Like many others, I eagerly anticipated the arrival of Exchange 2013 SP1. The first service pack of any Microsoft server application has a special resonance with the installed base, most of whom are reluctant to deploy the RTM version of any software. Far better, the adage goes, to let others blaze a trail to glory. Wise administrators wait until software settles down, bugs found and fixed, features completed and enhanced, and sufficient knowledge exists to represent “best practice” for deployment and operation. By happy coincidence, such a confluence appeared to come together when SP1 made its debut just a week ago.
I was therefore dismayed to read a note from Microsoft to the Exchange MVPs notifying us that a hotfix was to be released to fix a problem with third-party transport extensibility agents that prevented the Transport services restarting following an upgrade to Exchange 2013 SP1, or indeed to prevent the installation of the agents with Exchange 2013 SP1. The fix is now available from Microsoft.

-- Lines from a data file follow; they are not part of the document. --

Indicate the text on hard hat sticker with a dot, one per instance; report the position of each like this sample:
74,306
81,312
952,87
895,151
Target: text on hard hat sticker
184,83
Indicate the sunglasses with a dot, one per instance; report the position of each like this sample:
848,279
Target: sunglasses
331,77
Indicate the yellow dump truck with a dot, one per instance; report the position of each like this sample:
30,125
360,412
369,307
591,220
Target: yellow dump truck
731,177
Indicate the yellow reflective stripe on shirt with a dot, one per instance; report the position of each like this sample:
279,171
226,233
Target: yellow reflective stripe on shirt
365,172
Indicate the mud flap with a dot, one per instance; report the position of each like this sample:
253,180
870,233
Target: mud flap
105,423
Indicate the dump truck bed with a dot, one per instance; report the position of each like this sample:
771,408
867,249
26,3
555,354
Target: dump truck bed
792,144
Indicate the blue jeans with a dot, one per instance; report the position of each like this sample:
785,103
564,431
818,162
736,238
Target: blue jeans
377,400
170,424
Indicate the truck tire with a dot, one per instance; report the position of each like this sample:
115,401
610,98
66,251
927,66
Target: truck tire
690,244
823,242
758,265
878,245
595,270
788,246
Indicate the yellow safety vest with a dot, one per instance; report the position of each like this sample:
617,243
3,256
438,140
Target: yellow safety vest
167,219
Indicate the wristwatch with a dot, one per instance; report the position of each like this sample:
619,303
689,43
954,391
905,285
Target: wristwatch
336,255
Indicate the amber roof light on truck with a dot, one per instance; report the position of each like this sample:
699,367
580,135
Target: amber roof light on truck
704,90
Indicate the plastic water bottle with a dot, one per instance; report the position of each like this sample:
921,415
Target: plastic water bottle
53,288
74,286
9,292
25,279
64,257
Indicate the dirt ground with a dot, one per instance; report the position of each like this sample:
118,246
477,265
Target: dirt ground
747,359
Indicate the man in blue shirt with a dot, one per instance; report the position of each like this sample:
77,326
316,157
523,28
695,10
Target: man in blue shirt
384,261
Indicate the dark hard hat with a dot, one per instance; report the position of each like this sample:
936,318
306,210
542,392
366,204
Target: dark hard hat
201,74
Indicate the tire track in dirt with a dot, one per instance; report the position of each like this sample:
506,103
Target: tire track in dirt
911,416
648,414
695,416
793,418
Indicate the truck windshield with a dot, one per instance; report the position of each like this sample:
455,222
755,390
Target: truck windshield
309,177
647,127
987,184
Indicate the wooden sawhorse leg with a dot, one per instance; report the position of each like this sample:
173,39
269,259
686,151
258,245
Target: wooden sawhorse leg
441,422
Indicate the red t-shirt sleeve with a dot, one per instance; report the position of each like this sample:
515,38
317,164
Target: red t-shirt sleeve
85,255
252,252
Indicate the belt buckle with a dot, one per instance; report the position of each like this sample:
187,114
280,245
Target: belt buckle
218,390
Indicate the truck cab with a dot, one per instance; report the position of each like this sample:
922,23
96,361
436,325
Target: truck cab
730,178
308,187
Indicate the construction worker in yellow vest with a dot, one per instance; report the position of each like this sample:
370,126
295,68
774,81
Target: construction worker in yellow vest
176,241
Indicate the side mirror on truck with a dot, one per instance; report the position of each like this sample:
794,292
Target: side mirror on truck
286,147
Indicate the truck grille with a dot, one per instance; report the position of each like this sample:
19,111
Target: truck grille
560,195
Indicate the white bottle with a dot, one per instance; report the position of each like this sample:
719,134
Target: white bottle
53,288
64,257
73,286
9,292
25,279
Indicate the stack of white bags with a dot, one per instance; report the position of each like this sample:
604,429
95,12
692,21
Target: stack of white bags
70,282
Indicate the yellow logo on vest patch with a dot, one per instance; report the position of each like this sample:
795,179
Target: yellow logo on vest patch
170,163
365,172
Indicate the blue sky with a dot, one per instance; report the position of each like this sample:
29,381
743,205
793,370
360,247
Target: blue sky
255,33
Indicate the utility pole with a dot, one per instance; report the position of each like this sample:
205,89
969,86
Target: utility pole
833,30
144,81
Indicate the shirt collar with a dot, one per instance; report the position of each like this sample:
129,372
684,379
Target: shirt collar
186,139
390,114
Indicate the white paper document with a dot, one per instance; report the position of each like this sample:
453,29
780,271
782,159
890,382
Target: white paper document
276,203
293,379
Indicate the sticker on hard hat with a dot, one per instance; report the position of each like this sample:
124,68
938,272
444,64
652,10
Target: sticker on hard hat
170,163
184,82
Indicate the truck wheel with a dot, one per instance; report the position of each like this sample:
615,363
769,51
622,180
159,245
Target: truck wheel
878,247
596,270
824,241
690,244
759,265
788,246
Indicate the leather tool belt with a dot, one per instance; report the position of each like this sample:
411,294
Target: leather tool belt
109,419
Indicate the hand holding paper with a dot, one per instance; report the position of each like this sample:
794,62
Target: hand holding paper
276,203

Transport is the one place in Exchange that you can absolutely guarantee a message will pass through on its outbound or inbound journey. That’s why transport rules are so effective in applying things like corporate disclaimers or why Microsoft has used transport rules for its Data Loss Prevention feature. Third parties build agents using the Transport Agents SDK to integrate products that need to interact with messages before or after they leave mailboxes. Anti-malware or anti-spam products are common examples that use transport agents.
The agents depend on .NET Framework code provided by Microsoft to integrate with Exchange. Apparently, a late-breaking fix applied during Exchange 2013 SP1 development caused the issue. A mistake was made in a fix to address a problem (the MS13-061 security hotfix requires the installation media to uninstall) and introduced a badly formatted XML comment line in two assembly redirection policy files. These file allows code to work against different versions of Exchange. The result is that any attempt to load the transport agents into the Global Assembly Cache (GAC) is rejected, which in turn made them unavailable to Exchange.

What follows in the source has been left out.